Um dado relevante do início do seu mandato é o facto de o Camarada José Eduardo dos Santos nunca ter ratificado qualquer das sentenças de morte proferidas pelos tribunais, quando essa pena ainda estava em vigor em Angola e ter mesmo contribuído, decididamente, para a sua abolição.

De 1986 a 1992, o Camarada José Eduardo dos Santos esteve na base dos esforços de pacificação de Angola e na região austral de África, que culminaram com a derrota das tropas invasoras do então regime racista sul-africano, com a independência da Namíbia, com a libertação de Nelson Mandela e com a abolição do sistema de apartheid na África do Sul.  

O Camarada José Eduardo dos Santos lançou as pontes para uma solução negociada da guerra em Angola, dinamizou a abertura ao pluralismo político e à economia de mercado e organizou as 1.ªs eleições democráticas multipartidárias, que se realizaram nos dias 29 e 30 de Setembro de 1992.

Com o reacender da guerra, pela recusa, pela UNITA, dos resultados eleitorais, o Camarada José Eduardo dos Santos dirigiu, pessoalmente, toda a intensa actividade diplomática para a busca da paz para Angola, impulsionou a instituição e consolidação dos órgãos de soberania eleitos e organizou a defesa do País, até a assinatura do Protocolo de Lusaka, na Zâmbia, em 20 Novembro de 1994.

Em 1998, novamente José Eduardo dos Santos revelou-se num estadista à altura do momento delicado que o País atravessava, por não ter recorrido ao estado de sítio ou de emergência, mantendo em funcionamento todas as instituições democráticas de Angola, assegurando, assim, os direitos, as liberdades e as garantias dos cidadãos.

Graças à implementação de um programa multilateral de resistência nacional contra a guerra, de sua iniciativa, a República de Angola alcançou, finalmente, a PAZ, formalizada numa cerimónia que teve lugar em Luanda, no dia quatro de Abril de 2002.

Sensivelmente no mesmo período, contribuiu, de forma decisiva, para a estabilização da situação nas repúblicas dos congos Brazzaville e Kinshasa e para a busca de uma solução política para o conflito militar da região dos Grandes Lagos.

Para além disso, contribuiu para a conversão do Grupo dos Países da Linha da Frente em Conferência de Coordenação para o Desenvolvimento da África Austral (SADCC) e, posteriormente, em Comunidade de Desenvolvimento da África Austral (SADC), que tem por objectivo a integração sub-regional, com vista a garantir a paz, a democracia e o desenvolvimento dos seus povos.

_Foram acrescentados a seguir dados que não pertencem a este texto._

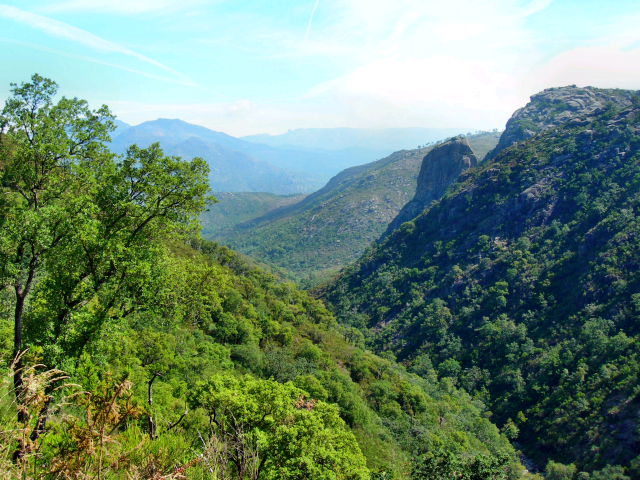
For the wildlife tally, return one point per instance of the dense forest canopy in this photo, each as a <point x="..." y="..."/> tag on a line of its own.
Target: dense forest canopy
<point x="521" y="285"/>
<point x="132" y="348"/>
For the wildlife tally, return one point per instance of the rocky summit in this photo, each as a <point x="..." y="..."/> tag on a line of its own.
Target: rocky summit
<point x="556" y="106"/>
<point x="440" y="168"/>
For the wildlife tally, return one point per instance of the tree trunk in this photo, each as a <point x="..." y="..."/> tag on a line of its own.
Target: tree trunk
<point x="17" y="348"/>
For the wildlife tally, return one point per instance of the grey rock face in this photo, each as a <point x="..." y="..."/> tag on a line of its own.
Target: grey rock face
<point x="555" y="106"/>
<point x="440" y="168"/>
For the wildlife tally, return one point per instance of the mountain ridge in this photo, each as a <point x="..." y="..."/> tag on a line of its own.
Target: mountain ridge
<point x="318" y="235"/>
<point x="520" y="286"/>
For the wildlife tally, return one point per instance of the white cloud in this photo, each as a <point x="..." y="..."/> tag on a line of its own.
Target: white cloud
<point x="123" y="7"/>
<point x="90" y="59"/>
<point x="607" y="66"/>
<point x="68" y="32"/>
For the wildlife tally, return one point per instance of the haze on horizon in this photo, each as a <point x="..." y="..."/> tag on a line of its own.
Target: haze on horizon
<point x="265" y="67"/>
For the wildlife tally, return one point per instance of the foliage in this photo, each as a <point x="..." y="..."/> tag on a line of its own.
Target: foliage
<point x="165" y="339"/>
<point x="273" y="426"/>
<point x="315" y="237"/>
<point x="442" y="465"/>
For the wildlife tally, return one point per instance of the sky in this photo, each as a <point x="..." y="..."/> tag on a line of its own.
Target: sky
<point x="246" y="67"/>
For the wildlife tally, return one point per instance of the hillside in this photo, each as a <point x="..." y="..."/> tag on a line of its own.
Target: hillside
<point x="333" y="226"/>
<point x="238" y="207"/>
<point x="316" y="163"/>
<point x="231" y="169"/>
<point x="380" y="139"/>
<point x="132" y="349"/>
<point x="521" y="283"/>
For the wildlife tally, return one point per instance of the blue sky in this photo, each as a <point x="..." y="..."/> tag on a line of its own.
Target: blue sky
<point x="244" y="67"/>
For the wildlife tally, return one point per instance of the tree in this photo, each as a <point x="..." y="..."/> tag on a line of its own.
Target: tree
<point x="80" y="223"/>
<point x="271" y="431"/>
<point x="558" y="471"/>
<point x="444" y="465"/>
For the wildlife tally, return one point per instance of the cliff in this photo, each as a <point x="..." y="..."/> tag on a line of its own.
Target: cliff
<point x="440" y="168"/>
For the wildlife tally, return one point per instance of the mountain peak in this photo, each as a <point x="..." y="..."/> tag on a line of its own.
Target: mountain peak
<point x="555" y="106"/>
<point x="440" y="168"/>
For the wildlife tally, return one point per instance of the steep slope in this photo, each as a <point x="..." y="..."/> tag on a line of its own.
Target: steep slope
<point x="383" y="139"/>
<point x="440" y="168"/>
<point x="521" y="285"/>
<point x="234" y="208"/>
<point x="553" y="107"/>
<point x="333" y="226"/>
<point x="232" y="170"/>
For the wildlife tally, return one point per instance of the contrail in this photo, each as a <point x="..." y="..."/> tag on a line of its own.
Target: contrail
<point x="307" y="34"/>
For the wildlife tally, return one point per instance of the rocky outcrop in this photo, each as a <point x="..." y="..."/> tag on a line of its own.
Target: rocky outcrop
<point x="555" y="106"/>
<point x="440" y="168"/>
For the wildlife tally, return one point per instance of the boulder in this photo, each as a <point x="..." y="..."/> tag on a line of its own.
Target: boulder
<point x="440" y="168"/>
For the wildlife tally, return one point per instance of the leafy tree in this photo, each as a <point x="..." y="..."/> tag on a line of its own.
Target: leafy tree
<point x="85" y="223"/>
<point x="444" y="465"/>
<point x="273" y="432"/>
<point x="558" y="471"/>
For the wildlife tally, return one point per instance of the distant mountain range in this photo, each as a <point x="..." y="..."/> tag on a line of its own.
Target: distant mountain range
<point x="313" y="237"/>
<point x="301" y="161"/>
<point x="386" y="140"/>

O Camarada José Eduardo dos Santos destacou-se na consolidação da Comunidade dos Países de Língua Portuguesa (CPLP), da qual assumiu a Presidência, no período de 2010 a 2012. Esteve, igualmente, à frente dos destinos da SADC, nos períodos de 2002 a 2003 e de 2011 a 2012, conferindo uma dinâmica à organização regional, unanimemente reconhecida.

Deve-se, ainda, a ele a grande viragem da economia angolana, quando, através de programas de estabilização macroeconómica, o País conseguiu alcançar uma significativa redução da inflação e consequente estabilização dos preços e da moeda nacional.

Por outro lado, dinamizou a construção de muitas infra-estruturas económicas e sociais, de cidades e a criação de sinergias para o crescimento do País, rumo ao desenvolvimento, assente no relançamento da produção nacional, fundado na diversificação da economia, através de incentivos não petrolíferos.

No dia oito de Setembro de 2018, o 6.º Congresso Extraordinário outorgou-lhe os títulos de Presidente Emérito do MPLA, de Membro Honorífico do Comité Central do MPLA e o de Militante Distinto do MPLA.